Stainer is an Italian company that makes a variety of flavored chocolate bars. I was drawn to this bar because I didn’t recognize many of the ingredients. I’ve heard of wormwood, but only because it’s used in absinthe; from my friend wikipedia I learned several interesting facts about the plant, including folklore and its therapeutic uses. I also learned that nana mint is commonly used in a minty green tea. Shiba was a little trickier to track down, but seems to be an artemisia/wormwood-like plant used in tea.

Not knowing these ingredients, I wasn’t sure what the bar would be like. During my first nibble, I tasted various indistinguishable bits of plant (spice-like taste). As I ate more, the green tea started to stand out at the beginning of the bite, followed by the spices, and then the fruitiness of the chocolate. It ended with a smoky flavor. I liked how the chocolate wasn’t overwhelmed by the other additions, and the different flavors worked well together. While not amazing, it’s a solid bar.

Dagoba Conacado 73%

May 28, 2008

Dagoba Conacado 73%

Ingredients: Organic Dark Chocolate (OG evaporated cane juice, OG cacao butter, OG cacao beans).

This 73% bar from Dagoba is from the Dominican Republic’s 9,000-member Conacado Cooperative, the largest organic fair-trade co-op in the world. More info on the co-op can be found at Dagoba or at the co-op’s own site.

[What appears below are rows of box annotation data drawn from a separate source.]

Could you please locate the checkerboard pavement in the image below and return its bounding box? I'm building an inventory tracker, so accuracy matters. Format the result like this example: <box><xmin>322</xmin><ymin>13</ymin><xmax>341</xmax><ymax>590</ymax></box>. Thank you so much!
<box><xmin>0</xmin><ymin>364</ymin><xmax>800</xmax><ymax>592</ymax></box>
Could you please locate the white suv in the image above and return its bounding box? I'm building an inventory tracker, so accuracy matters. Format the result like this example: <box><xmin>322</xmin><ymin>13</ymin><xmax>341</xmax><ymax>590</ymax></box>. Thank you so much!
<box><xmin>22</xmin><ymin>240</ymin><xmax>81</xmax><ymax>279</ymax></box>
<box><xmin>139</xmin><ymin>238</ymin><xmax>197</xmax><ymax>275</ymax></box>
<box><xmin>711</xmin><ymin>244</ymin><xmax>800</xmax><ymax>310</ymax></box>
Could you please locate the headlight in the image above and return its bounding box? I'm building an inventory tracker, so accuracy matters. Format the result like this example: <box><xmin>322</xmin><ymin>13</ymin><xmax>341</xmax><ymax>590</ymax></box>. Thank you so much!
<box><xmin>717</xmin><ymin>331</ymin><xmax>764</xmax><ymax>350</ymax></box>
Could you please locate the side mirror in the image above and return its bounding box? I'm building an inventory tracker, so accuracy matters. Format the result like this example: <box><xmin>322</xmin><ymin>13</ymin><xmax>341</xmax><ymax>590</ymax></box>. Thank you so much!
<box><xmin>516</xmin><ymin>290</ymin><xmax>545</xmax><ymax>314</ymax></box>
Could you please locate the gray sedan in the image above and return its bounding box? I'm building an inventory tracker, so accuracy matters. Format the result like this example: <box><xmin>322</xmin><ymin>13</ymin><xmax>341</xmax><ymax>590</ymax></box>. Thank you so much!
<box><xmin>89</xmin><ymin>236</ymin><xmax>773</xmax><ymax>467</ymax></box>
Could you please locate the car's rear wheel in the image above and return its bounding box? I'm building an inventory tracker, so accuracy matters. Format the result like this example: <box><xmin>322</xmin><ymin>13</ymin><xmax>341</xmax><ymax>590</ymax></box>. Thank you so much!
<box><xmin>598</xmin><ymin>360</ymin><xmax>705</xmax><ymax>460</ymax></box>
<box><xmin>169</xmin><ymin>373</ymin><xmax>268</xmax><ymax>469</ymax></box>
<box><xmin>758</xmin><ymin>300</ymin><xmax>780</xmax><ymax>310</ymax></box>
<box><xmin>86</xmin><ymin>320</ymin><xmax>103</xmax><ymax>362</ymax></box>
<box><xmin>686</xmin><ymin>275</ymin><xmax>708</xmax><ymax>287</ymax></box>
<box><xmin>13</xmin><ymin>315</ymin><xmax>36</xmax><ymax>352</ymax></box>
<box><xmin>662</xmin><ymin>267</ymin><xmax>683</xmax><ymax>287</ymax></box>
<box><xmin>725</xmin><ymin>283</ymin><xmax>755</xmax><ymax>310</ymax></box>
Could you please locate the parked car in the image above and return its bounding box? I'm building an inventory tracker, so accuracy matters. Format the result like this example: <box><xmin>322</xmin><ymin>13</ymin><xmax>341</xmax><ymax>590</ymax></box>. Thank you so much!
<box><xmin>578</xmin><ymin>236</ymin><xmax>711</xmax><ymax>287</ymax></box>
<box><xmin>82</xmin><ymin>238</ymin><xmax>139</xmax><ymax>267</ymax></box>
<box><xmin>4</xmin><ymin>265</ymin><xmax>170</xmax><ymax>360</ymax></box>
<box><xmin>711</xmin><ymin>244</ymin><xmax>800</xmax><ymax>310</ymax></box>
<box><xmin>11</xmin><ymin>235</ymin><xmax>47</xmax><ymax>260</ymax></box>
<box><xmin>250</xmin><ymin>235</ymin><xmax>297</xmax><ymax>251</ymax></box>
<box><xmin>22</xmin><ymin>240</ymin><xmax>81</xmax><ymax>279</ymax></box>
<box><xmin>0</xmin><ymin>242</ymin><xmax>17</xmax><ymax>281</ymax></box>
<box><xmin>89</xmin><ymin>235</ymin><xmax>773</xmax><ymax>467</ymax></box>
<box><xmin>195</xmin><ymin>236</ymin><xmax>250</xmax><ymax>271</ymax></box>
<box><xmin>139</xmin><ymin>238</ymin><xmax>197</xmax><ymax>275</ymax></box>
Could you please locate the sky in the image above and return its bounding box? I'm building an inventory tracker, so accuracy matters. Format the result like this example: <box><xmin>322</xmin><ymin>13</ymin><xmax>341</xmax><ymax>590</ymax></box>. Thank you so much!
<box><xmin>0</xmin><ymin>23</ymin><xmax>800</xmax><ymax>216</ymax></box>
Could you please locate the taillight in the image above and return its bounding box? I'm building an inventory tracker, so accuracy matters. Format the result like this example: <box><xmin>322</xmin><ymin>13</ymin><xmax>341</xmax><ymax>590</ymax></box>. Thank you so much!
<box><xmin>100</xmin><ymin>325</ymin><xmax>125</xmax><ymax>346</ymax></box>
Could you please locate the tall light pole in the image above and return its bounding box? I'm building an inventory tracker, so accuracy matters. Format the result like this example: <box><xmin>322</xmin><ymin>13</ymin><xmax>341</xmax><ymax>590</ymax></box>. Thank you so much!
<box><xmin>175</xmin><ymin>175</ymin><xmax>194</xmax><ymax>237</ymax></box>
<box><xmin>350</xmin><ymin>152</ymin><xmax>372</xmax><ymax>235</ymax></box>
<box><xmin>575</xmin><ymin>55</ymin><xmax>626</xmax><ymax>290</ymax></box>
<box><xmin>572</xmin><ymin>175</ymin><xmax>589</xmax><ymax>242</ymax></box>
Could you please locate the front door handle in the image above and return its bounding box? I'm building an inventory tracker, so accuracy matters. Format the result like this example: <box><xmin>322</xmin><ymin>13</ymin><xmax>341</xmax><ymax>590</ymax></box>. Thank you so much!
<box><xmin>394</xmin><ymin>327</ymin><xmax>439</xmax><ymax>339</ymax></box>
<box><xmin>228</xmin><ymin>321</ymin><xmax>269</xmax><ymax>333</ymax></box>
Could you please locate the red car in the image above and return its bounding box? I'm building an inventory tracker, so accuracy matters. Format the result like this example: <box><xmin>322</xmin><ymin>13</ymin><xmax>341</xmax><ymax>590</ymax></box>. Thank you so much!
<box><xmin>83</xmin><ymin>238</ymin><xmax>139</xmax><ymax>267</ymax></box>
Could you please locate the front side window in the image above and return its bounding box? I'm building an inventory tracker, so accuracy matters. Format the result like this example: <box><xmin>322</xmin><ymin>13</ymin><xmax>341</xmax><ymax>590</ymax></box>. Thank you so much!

Dagoba’s a good company, but this bar didn’t impress me. The texture was smooth and silky, but the taste wasn’t quite right. It started out woody, ashy and burnt tasting. A little bit of cherry emerged, but once the chocolate melted, my tongue felt really dry. The aftertaste is pleasant though – a milder burnt taste, closer to coffee (overroasted coffee, I guess, but not bad compared to the taste when I was chewing). Maybe Dagoba is retooling this bar, or they know it’s not a favorite, because it doesn’t appear in their online store for sale as an individual bar. I’ve enjoyed other bars from Dagoba in the past (unfortunately, too long ago to recall which ones), but I wouldn’t recommend this bar too strongly.